Methods:Glaucoma patients with high-tension primary open-angle glaucoma and ethnically matched and age-matched control subjects without glaucoma were recruited. The entire human mitochondrial genome was amplified in two overlapping fragments by long-range polymerase chain reaction and used as a template for massively parallel sequencing on an Ion Torrent Personal Genome Machine. All variants were confirmed by conventional Sanger sequencing.

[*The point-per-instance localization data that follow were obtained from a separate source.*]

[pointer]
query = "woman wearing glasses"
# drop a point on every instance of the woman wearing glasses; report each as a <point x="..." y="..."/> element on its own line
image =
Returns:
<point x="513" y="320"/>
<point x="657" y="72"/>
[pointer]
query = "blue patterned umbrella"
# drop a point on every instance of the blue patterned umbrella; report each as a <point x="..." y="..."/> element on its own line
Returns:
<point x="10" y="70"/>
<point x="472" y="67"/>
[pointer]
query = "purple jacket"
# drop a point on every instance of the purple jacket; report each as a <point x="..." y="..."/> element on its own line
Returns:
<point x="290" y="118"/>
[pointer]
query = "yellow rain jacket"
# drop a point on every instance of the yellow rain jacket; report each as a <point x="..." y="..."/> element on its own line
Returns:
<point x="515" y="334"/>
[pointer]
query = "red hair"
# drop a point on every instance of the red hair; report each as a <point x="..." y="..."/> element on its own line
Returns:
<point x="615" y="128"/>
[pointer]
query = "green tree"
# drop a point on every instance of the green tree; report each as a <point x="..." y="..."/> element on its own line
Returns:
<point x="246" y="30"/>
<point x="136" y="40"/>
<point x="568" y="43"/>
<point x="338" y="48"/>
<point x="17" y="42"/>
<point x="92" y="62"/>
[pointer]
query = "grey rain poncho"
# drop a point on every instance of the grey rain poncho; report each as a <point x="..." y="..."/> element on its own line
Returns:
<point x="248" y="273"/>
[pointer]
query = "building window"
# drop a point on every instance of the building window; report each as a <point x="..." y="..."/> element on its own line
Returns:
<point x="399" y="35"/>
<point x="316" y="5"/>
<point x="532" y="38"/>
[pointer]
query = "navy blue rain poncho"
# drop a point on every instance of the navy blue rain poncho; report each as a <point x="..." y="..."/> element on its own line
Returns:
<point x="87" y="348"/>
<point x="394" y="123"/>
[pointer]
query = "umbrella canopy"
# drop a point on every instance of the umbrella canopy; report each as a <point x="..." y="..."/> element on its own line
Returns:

Results:Whole-mitochondrial genome sequencing was performed in 32 patients with primary open-angle glaucoma from India (n = 16) and Ireland (n = 16). In 16 of the 32 patients with primary open-angle glaucoma (50% of cases), there were 22 mitochondrial DNA mutations consisting of 7 novel mutations and 8 previously reported disease-associated sequence variants. Eight of 22 (36.4%) of the mitochondrial DNA mutations were in complex I mitochondrial genes.

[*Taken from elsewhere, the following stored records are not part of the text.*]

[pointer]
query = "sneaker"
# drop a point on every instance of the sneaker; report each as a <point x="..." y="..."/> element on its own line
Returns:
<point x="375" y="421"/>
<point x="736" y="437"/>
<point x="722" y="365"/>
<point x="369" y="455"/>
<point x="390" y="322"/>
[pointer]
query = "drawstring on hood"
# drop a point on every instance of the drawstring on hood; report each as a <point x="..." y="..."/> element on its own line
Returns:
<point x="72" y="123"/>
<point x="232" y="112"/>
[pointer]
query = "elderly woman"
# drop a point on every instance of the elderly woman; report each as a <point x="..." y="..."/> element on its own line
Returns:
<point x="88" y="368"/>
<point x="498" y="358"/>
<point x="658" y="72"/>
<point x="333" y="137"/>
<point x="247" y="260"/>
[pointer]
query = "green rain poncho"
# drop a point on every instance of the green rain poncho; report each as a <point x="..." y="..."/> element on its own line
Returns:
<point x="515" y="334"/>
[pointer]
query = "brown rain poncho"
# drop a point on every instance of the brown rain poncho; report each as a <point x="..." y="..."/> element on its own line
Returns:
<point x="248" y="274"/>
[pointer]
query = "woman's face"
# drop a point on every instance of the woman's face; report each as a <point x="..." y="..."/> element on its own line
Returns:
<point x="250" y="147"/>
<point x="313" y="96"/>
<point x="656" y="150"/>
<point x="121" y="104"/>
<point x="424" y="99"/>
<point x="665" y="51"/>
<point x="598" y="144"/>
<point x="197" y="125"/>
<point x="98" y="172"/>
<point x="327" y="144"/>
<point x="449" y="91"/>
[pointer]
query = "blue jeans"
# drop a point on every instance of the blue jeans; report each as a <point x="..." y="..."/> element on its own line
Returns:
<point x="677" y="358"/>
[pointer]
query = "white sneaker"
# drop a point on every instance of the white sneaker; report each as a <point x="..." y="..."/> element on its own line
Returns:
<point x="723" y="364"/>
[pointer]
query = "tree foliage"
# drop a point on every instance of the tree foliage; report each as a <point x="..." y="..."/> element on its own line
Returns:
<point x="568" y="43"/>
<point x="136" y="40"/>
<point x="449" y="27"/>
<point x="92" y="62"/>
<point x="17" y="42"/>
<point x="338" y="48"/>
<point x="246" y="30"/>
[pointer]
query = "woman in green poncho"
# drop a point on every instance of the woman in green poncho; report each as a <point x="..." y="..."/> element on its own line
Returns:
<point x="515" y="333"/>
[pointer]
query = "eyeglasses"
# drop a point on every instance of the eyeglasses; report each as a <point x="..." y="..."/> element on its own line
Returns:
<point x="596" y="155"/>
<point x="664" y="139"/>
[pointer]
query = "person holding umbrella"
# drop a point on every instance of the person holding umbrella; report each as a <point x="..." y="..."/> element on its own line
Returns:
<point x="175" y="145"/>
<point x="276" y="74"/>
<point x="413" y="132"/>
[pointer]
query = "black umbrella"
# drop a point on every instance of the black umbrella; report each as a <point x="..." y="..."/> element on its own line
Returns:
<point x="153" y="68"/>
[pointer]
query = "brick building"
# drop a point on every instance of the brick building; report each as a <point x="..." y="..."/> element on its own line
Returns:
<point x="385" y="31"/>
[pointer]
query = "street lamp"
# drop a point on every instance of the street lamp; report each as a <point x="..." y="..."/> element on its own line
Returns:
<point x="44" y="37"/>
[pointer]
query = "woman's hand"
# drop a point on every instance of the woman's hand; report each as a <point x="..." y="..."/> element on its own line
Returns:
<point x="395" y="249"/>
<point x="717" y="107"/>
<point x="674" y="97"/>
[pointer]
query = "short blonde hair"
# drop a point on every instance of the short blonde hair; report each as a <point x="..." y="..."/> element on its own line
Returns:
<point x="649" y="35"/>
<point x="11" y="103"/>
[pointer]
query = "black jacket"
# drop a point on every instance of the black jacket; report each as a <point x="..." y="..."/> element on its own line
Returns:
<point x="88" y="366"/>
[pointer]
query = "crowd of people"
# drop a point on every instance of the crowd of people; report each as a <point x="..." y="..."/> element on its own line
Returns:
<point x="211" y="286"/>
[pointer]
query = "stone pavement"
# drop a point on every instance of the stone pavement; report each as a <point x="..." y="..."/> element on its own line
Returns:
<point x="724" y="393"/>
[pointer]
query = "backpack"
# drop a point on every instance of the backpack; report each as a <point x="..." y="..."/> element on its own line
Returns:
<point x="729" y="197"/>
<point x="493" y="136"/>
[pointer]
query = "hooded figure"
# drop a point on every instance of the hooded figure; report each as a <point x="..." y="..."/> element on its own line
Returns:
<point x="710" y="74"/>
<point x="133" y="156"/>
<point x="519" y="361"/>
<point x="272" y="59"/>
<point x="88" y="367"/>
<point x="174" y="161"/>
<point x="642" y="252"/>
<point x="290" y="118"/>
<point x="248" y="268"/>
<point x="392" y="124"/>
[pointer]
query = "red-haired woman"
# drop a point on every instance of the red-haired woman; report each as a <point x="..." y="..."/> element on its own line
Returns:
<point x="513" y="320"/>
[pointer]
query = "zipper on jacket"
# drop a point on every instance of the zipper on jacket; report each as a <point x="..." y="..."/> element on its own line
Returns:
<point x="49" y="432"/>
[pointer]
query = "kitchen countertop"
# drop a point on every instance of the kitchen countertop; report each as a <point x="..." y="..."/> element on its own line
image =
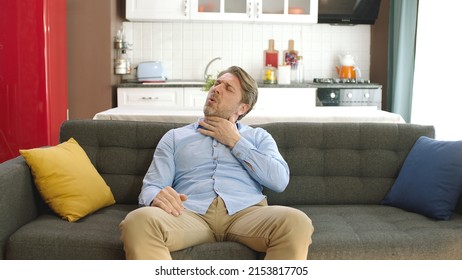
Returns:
<point x="315" y="114"/>
<point x="200" y="83"/>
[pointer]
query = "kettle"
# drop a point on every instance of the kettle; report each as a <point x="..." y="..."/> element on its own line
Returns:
<point x="347" y="70"/>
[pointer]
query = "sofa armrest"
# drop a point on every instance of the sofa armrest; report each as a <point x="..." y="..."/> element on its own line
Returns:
<point x="18" y="198"/>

Conclusion:Massively parallel sequencing using the Ion Torrent Personal Genome Machine with confirmation by Sanger sequencing detected a pathogenic mitochondrial DNA mutation in 50% of the primary open-angle glaucoma cohort. Our findings support the emerging concept that mitochondrial dysfunction results in the development of glaucoma and, more specifically, that complex I defects play a significant role in primary open-angle glaucoma pathogenesis.